FaCoffee
FaCoffee

Reputation: 7909

Python: iterating over multiple dictionaries at once

I know from this answer that it is possible to iterate over two different dictionaries at once:

d1 = {'a':5, 'b':6, 'c': 3}
d2 = {'a':6, 'b':7, 'c': 4}
for (k1,v1), (k2,v2) in zip(d1.items(), d2.items()):
    print k1, v1
    print k2, v2

but how can this be efficiently extended to a list with, say, 20 different dictionaries which happen to have the same keys?

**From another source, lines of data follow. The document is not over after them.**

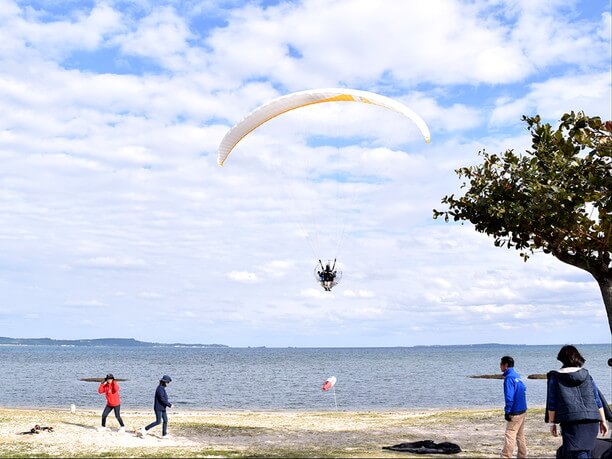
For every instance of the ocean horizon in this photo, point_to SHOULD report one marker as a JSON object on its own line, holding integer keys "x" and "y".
{"x": 287, "y": 378}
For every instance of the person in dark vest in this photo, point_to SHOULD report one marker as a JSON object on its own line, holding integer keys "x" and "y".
{"x": 159, "y": 406}
{"x": 515, "y": 409}
{"x": 573, "y": 401}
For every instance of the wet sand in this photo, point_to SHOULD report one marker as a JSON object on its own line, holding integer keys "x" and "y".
{"x": 228, "y": 433}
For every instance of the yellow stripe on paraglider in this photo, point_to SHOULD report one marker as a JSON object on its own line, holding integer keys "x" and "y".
{"x": 311, "y": 99}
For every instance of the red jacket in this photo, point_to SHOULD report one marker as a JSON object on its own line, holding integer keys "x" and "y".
{"x": 111, "y": 390}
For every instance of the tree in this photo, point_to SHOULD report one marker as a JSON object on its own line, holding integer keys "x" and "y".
{"x": 555, "y": 198}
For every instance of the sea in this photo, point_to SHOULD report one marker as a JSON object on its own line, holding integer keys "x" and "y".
{"x": 375, "y": 379}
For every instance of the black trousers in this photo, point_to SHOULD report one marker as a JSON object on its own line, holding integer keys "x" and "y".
{"x": 159, "y": 417}
{"x": 106, "y": 412}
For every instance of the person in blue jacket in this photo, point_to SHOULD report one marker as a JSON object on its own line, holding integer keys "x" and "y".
{"x": 515, "y": 409}
{"x": 574, "y": 401}
{"x": 159, "y": 406}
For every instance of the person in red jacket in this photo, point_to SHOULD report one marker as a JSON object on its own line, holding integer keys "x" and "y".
{"x": 110, "y": 388}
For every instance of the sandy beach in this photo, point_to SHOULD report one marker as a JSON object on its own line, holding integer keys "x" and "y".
{"x": 213, "y": 433}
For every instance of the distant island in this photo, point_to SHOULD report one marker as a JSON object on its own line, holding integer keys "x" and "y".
{"x": 122, "y": 342}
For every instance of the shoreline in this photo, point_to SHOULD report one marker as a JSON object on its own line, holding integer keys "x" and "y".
{"x": 264, "y": 433}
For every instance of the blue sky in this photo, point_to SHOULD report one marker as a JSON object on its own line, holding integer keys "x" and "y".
{"x": 115, "y": 220}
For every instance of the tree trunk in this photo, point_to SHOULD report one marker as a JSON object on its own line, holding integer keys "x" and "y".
{"x": 605, "y": 284}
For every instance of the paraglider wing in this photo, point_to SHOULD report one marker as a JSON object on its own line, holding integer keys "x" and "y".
{"x": 329, "y": 383}
{"x": 299, "y": 99}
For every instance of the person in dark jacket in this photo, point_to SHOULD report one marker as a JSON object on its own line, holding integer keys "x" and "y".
{"x": 159, "y": 406}
{"x": 573, "y": 401}
{"x": 110, "y": 388}
{"x": 515, "y": 409}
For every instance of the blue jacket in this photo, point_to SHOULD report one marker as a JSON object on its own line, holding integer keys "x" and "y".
{"x": 161, "y": 399}
{"x": 514, "y": 392}
{"x": 573, "y": 396}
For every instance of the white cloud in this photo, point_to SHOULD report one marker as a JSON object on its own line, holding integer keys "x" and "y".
{"x": 242, "y": 276}
{"x": 555, "y": 96}
{"x": 117, "y": 172}
{"x": 105, "y": 262}
{"x": 359, "y": 294}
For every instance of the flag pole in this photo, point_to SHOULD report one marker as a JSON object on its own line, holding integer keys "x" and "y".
{"x": 335, "y": 401}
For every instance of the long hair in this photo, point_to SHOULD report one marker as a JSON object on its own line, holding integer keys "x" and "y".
{"x": 570, "y": 357}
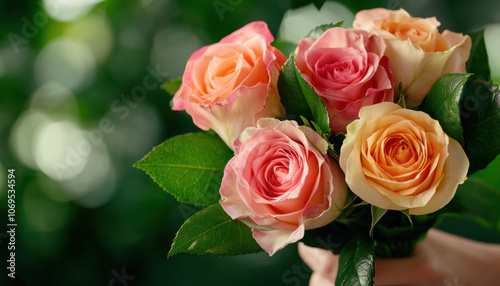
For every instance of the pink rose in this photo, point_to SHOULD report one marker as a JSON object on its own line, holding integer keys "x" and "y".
{"x": 348, "y": 70}
{"x": 417, "y": 52}
{"x": 281, "y": 182}
{"x": 229, "y": 85}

mylist=[d1, d2, d3, ..., d20]

Upvotes: 1

Views: 3172

Answers (1)

Adam Smith
Adam Smith

Reputation: 54162

mylist = [d1, d2, d3, ..., d20]
keys = mylist[0].keys()  # they must ALL have the same keys, mind....

for k in keys:
    for d in mylist:
        print k, d[k]

The direct translation would be something like:

for ... in zip(*map(dict.items, mylist)):

but what do you put in the ellipsis? You'd have to either name all those things, or have one big tuple-of-tuples that is difficult to operate on. I guess alternately you could do:

for big_tuple in zip(*map(dict.items, mylist)):
    for kv in big_tuple:
        k, v = kv
        print k, v

but that's longer and harder to handle than just storing the list of keys once and addressing each dictionary separately.